Libération questionne en Une « COP21, un succès durable ? ». S’il entend ensuite être positif avec « Un cap de bonne espérance », il souligne dans le chapeau que « l’enjeu sera de dépasser le stade des bonnes intentions ». Même schéma dans Le Figaro où un titre saluant un accord historique est suivi d’un chapeau indiquant que « de nombreuses questions pratiques restent en suspens ».

Les Echos joue sur deux registres : « Climat : un accord, des questions » en Une, puis « Un accord historique, une mise en œuvre à hauts risques ». Le Monde, lui aussi, a un titre balancé : « Climat : un accord historique, mais fondé sur ‘un droit mou’ ». Il avertit dans son chapeau : « l’application [de l’accord] dépendra de la bonne volonté des Etats ».

Regarder au-delà des carences de l’accord

Les articles qui analysent l’accord de Paris ne manquent pas de rappeler que les contributions remises par les pays limitent, à date, le réchauffement à 3°C, qu’il reste encore la moitié du chemin à faire pour atteindre l’objectif « ambitieux » de 1,5°C, que ces contributions nationales sont volontaires et ne font pas partie de l’accord, qu’un accord contraignant sur les gaz à effet de serre aurait l’obligation d’être soumis au Sénat américain qui l’invaliderait, que seuls le monitoring et le reporting des émissions est obligatoire, que la contribution de 100Mds$ par an n’apparaît pas dans l’accord, mais dans une annexe, que l’accord exclut les transports aériens et maritimes et ne prévoit aucun prix mondial pour le carbone…

Les journaux rappellent certains de ces éléments, mais ils ne veulent pas gâcher la fête. Les Echos décrypte que « l’accord fait le pari de la confiance et de la transparence » : des engagements nationaux volontaires associés à une obligation de reporting, pour pointer du doigt et désigner à l’opprobre ou à la vindicte les pays qui ne respecteraient pas leur parole. C’est le « droit mou » dont parle Le Monde. C’est la différence, peu expliquée, entre un accord juridiquement contraignant et cette nouvelle catégorie inventée pour des besoins de communication : « un accord politiquement contraignant ».
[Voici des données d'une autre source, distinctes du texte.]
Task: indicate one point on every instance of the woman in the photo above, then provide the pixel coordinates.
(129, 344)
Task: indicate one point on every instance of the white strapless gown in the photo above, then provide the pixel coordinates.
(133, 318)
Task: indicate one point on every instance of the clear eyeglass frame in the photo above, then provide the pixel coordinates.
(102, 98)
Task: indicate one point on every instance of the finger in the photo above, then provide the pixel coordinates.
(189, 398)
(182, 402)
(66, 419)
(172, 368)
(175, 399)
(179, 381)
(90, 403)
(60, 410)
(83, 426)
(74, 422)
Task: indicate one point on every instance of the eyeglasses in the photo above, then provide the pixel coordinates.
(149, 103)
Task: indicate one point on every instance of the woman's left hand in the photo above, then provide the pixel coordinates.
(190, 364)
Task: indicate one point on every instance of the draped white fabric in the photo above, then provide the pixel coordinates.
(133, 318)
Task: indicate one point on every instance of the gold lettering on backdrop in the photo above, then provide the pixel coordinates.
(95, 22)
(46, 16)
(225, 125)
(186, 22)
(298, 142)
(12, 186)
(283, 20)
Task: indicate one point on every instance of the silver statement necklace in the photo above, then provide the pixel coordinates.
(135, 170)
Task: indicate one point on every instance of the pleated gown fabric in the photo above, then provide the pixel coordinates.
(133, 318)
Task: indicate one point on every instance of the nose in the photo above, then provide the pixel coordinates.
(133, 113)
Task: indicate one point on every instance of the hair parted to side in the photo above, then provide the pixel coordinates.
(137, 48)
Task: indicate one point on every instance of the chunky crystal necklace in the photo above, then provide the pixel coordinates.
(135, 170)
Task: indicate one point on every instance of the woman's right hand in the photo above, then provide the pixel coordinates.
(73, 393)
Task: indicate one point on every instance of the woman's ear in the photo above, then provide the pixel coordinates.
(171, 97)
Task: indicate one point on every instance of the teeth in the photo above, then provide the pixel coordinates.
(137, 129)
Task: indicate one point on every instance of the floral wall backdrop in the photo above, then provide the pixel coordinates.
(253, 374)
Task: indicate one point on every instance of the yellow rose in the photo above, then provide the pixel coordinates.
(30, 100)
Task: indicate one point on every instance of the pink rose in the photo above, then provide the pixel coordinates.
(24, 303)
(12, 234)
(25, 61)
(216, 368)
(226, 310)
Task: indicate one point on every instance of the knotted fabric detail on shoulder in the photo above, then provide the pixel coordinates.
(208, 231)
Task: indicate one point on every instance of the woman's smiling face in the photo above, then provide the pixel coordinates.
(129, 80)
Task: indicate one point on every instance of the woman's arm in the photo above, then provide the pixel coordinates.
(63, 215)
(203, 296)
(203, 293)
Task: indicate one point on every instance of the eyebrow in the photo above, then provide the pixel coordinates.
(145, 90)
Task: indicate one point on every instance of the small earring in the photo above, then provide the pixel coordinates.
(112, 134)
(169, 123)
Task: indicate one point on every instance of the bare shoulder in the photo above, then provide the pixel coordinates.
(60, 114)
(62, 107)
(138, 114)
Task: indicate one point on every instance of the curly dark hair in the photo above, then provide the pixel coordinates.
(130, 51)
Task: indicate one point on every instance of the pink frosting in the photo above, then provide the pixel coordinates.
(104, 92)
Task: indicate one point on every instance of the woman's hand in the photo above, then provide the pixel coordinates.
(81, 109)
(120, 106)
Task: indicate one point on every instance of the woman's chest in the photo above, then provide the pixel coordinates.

Libération est, de loin, le plus critique sur les avancées et les carences de l’accord de Paris, mais semble considérer avec Kumi Naidoo, Directeur de Greenpeace, que « c’est une base pour gagner la bataille ».

Des journalistes embarqués dans une célébration planétaire

La planète a crié « victoire » à l’unisson lorsque Laurent Fabius a abaissé son marteau et a proclamé l’accord. Deux jours après, les journaux sont à la fois positifs, lucides et réservés.

Face à l’émotion et à l’idée très valorisante d’avoir sauvé la planète, ils ne peuvent pas jouer les trouble-fête dans l’analyse technique d’un accord de 39 pages, disponible en ligne en français, mais que personne ne lira. Ils peuvent d’autant moins jouer ce rôle qu’un accord est toujours préférable à une absence d’accord, qu’ils réclamaient un accord depuis des mois, voire des années et qu’ils ont déjà couvert les difficultés qui ont dû être surmontées pendant les négociations.

Alors, de bon cœur ou à leur corps défendant, ils participent à une célébration planétaire en mettant l’étouffoir sur la communication politique qui va avec, tout en prenant date pour les prochaines étapes.